PDA

View Full Version : Potential, harmless typo in ANSI-UTF.VDM



rejto
September 3rd, 2011, 05:52 PM
Gentlemen,
I assume that I have found a totally harmless typo in ANSI-UTF.VDM. Specifically, line 210 says that

B5 03 EE Greek small letter gamma

Actually, in the macro the character is replaced by the Vedit OEM character with Hexadecimal value EE. I believe that the word "gamma" should be replaced by the word "epsilon"


To check that my assumption is correct, I have visited the www.unicode.org/charts/PDF
website and downloaded the file 0307.pdf.

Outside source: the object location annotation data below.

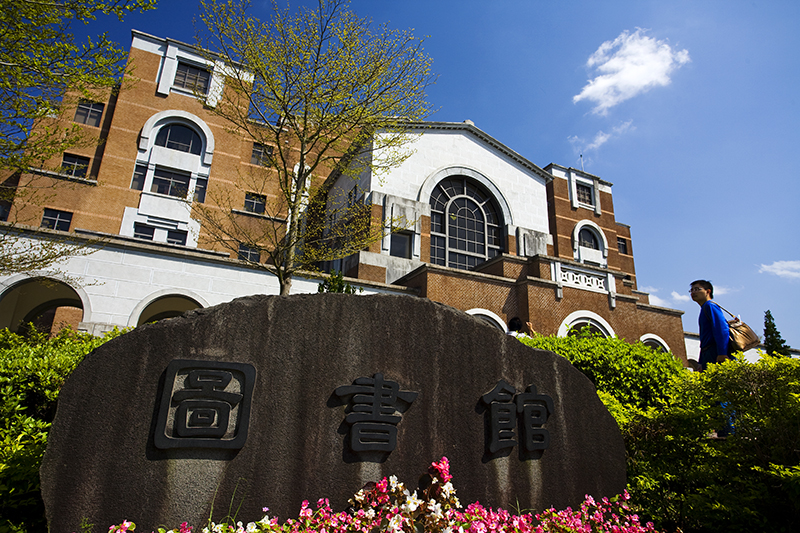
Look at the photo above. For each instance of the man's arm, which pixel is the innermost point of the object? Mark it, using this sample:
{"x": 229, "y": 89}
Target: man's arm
{"x": 719, "y": 329}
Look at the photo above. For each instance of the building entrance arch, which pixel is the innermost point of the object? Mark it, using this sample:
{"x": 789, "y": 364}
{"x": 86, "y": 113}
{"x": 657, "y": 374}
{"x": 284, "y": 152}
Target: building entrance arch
{"x": 49, "y": 304}
{"x": 163, "y": 306}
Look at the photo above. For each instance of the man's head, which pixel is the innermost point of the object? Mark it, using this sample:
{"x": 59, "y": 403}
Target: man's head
{"x": 701, "y": 291}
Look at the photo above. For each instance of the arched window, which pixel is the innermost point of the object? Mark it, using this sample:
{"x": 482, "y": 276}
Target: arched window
{"x": 181, "y": 138}
{"x": 595, "y": 328}
{"x": 466, "y": 225}
{"x": 588, "y": 239}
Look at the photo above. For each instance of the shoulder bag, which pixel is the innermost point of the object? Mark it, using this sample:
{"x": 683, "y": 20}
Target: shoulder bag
{"x": 741, "y": 336}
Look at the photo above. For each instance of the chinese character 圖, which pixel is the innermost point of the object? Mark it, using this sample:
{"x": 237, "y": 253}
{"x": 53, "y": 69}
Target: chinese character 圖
{"x": 373, "y": 411}
{"x": 205, "y": 404}
{"x": 508, "y": 410}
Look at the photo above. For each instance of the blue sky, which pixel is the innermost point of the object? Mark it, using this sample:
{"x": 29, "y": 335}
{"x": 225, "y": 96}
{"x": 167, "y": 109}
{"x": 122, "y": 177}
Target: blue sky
{"x": 690, "y": 108}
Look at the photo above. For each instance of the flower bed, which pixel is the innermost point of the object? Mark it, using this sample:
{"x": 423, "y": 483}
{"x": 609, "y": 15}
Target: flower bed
{"x": 388, "y": 506}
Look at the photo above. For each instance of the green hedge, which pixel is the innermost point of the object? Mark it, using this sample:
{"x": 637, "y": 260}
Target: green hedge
{"x": 680, "y": 476}
{"x": 32, "y": 371}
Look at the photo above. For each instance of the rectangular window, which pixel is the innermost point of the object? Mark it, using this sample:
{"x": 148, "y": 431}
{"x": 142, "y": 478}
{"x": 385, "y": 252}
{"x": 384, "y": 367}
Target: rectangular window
{"x": 248, "y": 253}
{"x": 175, "y": 236}
{"x": 622, "y": 245}
{"x": 400, "y": 245}
{"x": 261, "y": 155}
{"x": 139, "y": 174}
{"x": 170, "y": 183}
{"x": 74, "y": 165}
{"x": 89, "y": 113}
{"x": 585, "y": 193}
{"x": 192, "y": 78}
{"x": 255, "y": 203}
{"x": 143, "y": 231}
{"x": 200, "y": 190}
{"x": 54, "y": 219}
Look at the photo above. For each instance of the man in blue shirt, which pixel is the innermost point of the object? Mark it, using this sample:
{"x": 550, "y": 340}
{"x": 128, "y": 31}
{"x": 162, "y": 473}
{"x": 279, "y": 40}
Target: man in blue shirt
{"x": 713, "y": 326}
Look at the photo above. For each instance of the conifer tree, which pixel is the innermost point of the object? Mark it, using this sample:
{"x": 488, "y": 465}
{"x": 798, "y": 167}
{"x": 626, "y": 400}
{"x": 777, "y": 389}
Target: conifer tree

This file, indeed, has the icon of a "Greek small letter epsilon" and it has the code 03B5 under it. In other words, the same code as your code read backwards.

This change also would make the macro compatible with the Vedit {Misc, ASCII table ..} menu command. For the hexadecimal value EE, this table displays the same icon as your line 210 . In other words, it displays an "epsilon".

I also checked it "Code page 437" on microsoft.msdn.com and under unicode 03B5 it als has an "epsilon".

In any case, a big thank you for ANSI-UTF.VDM. I like it very much! In fact, I do prefer your table in this macro to the one of the Vedit menu command. My reason is that in your table the value of the Font_Charset parameter is explicit, while in the Vedit menu command it is not.


Incidentally, I would love to add the line Char Set = Vedit ANSI or Char Set = Vedit OEM,
whichever the case to the table displayed by this Vedit menu command. However, I do not know how to do it. In fact, I do not know whether this is an internal Vedit command or Vedit is executing this command via a macro.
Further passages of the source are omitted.